Les cyprès, cauchemar des allergiques
Dans les années 70, alors que les bouleaux étaient plantés dans le nord du pays, c'est le cyprès qui avait la préférence dans le sud et sur l'ensemble du pourtour du bassin méditerranéen. À présent, les plantations se sont étendues et cet arbre est désormais implanté sur la totalité du territoire.
Ces plantations génèrent des allergies très incommodantes qui touchent un nombre croissant de personnes.
Car, malheureusement, les pollens de Cupressaceae-Taxaceae génèrent des allergies particulièrement élevées. Les journées venteuses, douces et ensoleillées sont redoutées des allergiques. Ecoulement nasal, yeux qui brûlent, conjonctivites et gêne respiratoire deviennent alors leur quotidien. C'est là que les antihistaminiques et les collyres entrent en jeu.
Le plus redouté est le cyprès commun-cyprès de Provence (Cupressus sempervirens) que l'on retrouve bordant de nombreuses allées et dans les jardins.
Comme la période de pollinisation du cyprès s’étend, selon les régions, de janvier à avril, il est tout à fait possible de souffrir de rhinite allergique en plein cœur de l’hiver.
De plus, une allergie aux pollens de cyprès est souvent croisée avec une allergie au genévrier et au thuya.
Les concentrations de pollens de cyprès vont continuer d’augmenter dans les semaines à venir pour atteindre un pic fin février.
Les recommandations du Haut conseil de la Santé publique
La rhinite allergique semble être une maladie bénigne, mais c'est un véritable problème de santé publique. Un quart des Français est touché par une allergie respiratoire avec les conséquences évidentes sur la qualité de vie. C'est également la maladie chronique la plus fréquente chez les enfants.
Il convient d'abord de suivre les traitements prescrits par son médecin. Puis de suivre l’évolution des risques via les cartes de vigilance publiées sur le site du RNSA.
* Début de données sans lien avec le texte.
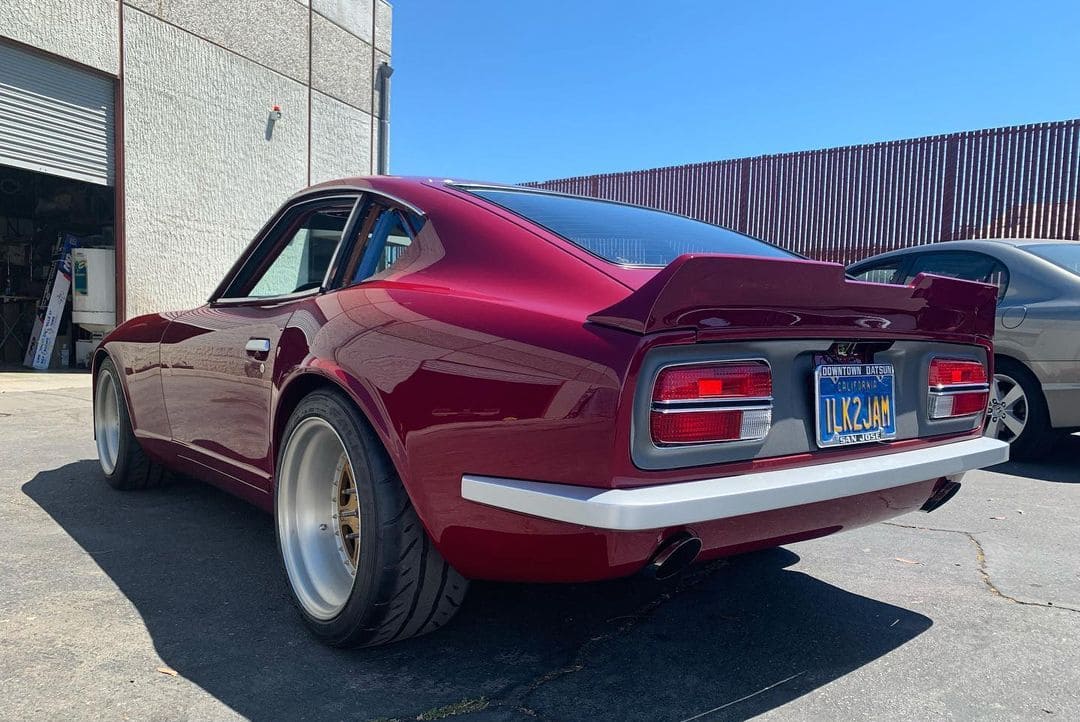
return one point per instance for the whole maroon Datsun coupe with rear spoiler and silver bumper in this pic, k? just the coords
(428, 382)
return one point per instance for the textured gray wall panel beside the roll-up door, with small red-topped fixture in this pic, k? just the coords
(200, 175)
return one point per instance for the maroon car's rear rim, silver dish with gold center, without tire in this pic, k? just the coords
(319, 519)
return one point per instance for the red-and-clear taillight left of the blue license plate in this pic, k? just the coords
(725, 402)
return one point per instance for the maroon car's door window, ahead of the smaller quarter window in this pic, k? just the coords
(296, 254)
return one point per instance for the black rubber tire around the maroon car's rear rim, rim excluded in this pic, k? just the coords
(403, 588)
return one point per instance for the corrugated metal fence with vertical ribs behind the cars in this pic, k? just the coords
(844, 205)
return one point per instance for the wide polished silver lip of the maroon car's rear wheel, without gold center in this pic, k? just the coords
(317, 567)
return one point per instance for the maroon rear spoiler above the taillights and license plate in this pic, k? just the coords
(724, 294)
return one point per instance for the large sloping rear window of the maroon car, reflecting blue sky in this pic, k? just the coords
(627, 235)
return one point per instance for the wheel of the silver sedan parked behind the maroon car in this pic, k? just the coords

L'objectif est d'éviter d'être au maximum en contact avec les substances allergisantes. Pour limiter les réactions allergiques :
- aérer son logement de préférence, le matin avant le lever du soleil ou le soir, après son coucher. A ces moments-là, les pollens sont moins dispersés dans l’air.
- éviter de sortir en fin de matinée et d’après-midi, périodes au cours desquelles les pollens sont les plus présents, et par temps sec.
- ne pas jardiner ni rouler avec la fenêtre ouverte en voiture
- éviter les activités extérieures, comme le sport, en cas de pic de pollens
- limiter les autres substances irritantes ou allergisantes (tabac, parfums, encens, bougies, produits d'entretien)
- rincer ses cheveux le soir, pour éviter de respirer toute la nuit les pollens qui s’y sont collés en journée
- nettoyer les fosses nasales
- faire sécher son linge en intérieur plutôt qu’en extérieur
Les symptômes provoqués par les allergies aux pollens sont de plus en plus violents et s’accompagnent de plus en plus souvent d’allergies croisées alimentaires.
Un répit temporaire dès que la pluie arrivera
Le médecin allergologue Véronique Lustgarten n'est pas optimiste "On annonce un nuage de poussière venant du Sahara et cela va encore aggraver le sort des allergiques puisque, en plus du pollen, il y a la pollution, plus cette poussière qui va jouer un rôle de sur-polluant."
Après le sable, l'eau ? L'annonce des précipitations ces prochains jours constitue une excellente nouvelle pour les allergiques, car la pluie plaque les pollens au sol.
Si, de surcroit, les températures baissent à nouveau, la floraison des arbres ralentira. La gêne et la fatigue des allergiques avec.
Mais hélas, pas de quoi se réjouir longtemps : les pollens seront de retour dès que le soleil reviendra.